逆に、S&P500は10月以降上げていますが、TLTは下げています。

短期的には、本当に逆相関していますね。
ポートフォリオのリスク(ばらつき)を減らしたいという方に人気があるのが良く分かります。

 



金-GOLD(GLD)

有事の金(ゴールド)と言われる、金の価格とも比べてみます。

金価格の動きは『実物の金』の価格ではなく、手っ取り早くドル建てで確認できる、金ETFの SPDR® Gold Shares (GLD) のチャートを見てゆきます。

※ドル建てのチャートです。

単独・単年で見ると、年始が最低価格で年末には上がっておりS&P500と相関している?とも思うのですが、並べてみるとどうなるでしょうか。

 

金(GLD)も
1年の真ん中6月末日の終値を100として、指数化してS&P500と並べてみます。

このように並べてみると、金(GLD)も、TLT(米国中長期(20年超)債券ETF)と同様に短期的には株式(S&P500)と逆相関しているとわかります。
株式(S&P500)が上がっていた4月,5月は金価格は下げ
株式(S&P500)が下がっていた9月,10月は金価格は上げています。

そして、金 は TLT とは違って、ドル安の際も道連れにはなりませんので(道連れにならない事が多い、というかドル安の際には上がる事が多いので)、ポートフォリオに組み入れるとリスク(ばらつき)が減るというのも納得です。

 

最後に

最後にもう1回、今回確認した全資産を並べたグラフを確認します。

各資産をドル建てにし、
1年の真ん中6月末日の終値を100として、指数化してS&P500と並べたものです。

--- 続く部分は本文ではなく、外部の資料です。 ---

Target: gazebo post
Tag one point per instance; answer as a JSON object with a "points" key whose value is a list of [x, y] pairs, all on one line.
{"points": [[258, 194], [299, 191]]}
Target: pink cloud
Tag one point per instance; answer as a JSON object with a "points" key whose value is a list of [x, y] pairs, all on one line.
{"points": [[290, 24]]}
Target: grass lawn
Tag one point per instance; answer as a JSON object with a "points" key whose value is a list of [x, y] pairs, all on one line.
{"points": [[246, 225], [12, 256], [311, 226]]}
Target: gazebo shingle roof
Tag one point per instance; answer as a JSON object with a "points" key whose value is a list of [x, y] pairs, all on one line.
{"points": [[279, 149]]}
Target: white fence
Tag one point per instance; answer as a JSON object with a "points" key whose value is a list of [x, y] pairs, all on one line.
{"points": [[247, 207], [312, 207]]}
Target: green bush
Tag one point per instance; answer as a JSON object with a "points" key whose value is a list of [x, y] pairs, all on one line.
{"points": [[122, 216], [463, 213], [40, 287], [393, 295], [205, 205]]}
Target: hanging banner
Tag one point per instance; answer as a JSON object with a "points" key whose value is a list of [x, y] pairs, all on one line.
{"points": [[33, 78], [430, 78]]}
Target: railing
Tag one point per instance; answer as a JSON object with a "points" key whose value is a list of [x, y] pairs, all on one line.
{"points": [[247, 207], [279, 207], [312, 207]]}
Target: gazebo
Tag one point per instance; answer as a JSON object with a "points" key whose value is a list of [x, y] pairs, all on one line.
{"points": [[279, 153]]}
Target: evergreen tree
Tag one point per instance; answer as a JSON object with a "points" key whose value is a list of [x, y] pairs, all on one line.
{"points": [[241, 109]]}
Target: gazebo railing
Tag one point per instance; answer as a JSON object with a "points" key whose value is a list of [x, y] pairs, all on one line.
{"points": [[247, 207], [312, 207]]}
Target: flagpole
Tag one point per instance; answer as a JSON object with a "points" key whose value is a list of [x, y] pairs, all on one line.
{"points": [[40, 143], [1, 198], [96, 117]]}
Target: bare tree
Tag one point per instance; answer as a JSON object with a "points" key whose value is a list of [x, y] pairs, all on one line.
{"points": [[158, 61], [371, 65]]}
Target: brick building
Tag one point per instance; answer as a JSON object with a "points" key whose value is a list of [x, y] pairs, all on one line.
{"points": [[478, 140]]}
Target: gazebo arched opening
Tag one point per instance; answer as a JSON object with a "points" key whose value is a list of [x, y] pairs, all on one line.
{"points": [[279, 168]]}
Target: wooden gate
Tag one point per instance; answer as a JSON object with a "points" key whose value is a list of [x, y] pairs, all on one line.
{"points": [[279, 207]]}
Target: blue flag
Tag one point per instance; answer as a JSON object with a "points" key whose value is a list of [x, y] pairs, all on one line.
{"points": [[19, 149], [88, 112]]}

分散するなら、米国株だけでなく、日本株や欧州株や新興国株などの地域の株にも分散を!と考えがちです。
が、株式はどの地域であれ、2019年も割とそれぞれが相関した動きをしていました。

そして、債券や金は2019年も株とは逆相関した動きをしていました。
債券や金に分散するのも有効だと言われるのもよくわかります。

私はまだ運用資産が小さく、人的資本(これから働いて稼げるであろう金額)が大きいですので、そこまで短期的なリスク(バラツキ)を減らすことを重視していません。
ですから、しばらくは米国長期債(TLT)や、金(GLD)はポートフォリオには入れないでしょう。
しかし、運用資産が大きくなり、人的資本が小さくなってきたら、組み入れることも考えています。

今回は、「2019年の色んな資産の値動きはどうだったのか見てみよう!」という記事なので、大それた結論はなく、これで終了になります。

軽い気持ちで書き始めたら思いがけず、長い記事になりましたが、ここまでお読みいただきありがとうございました。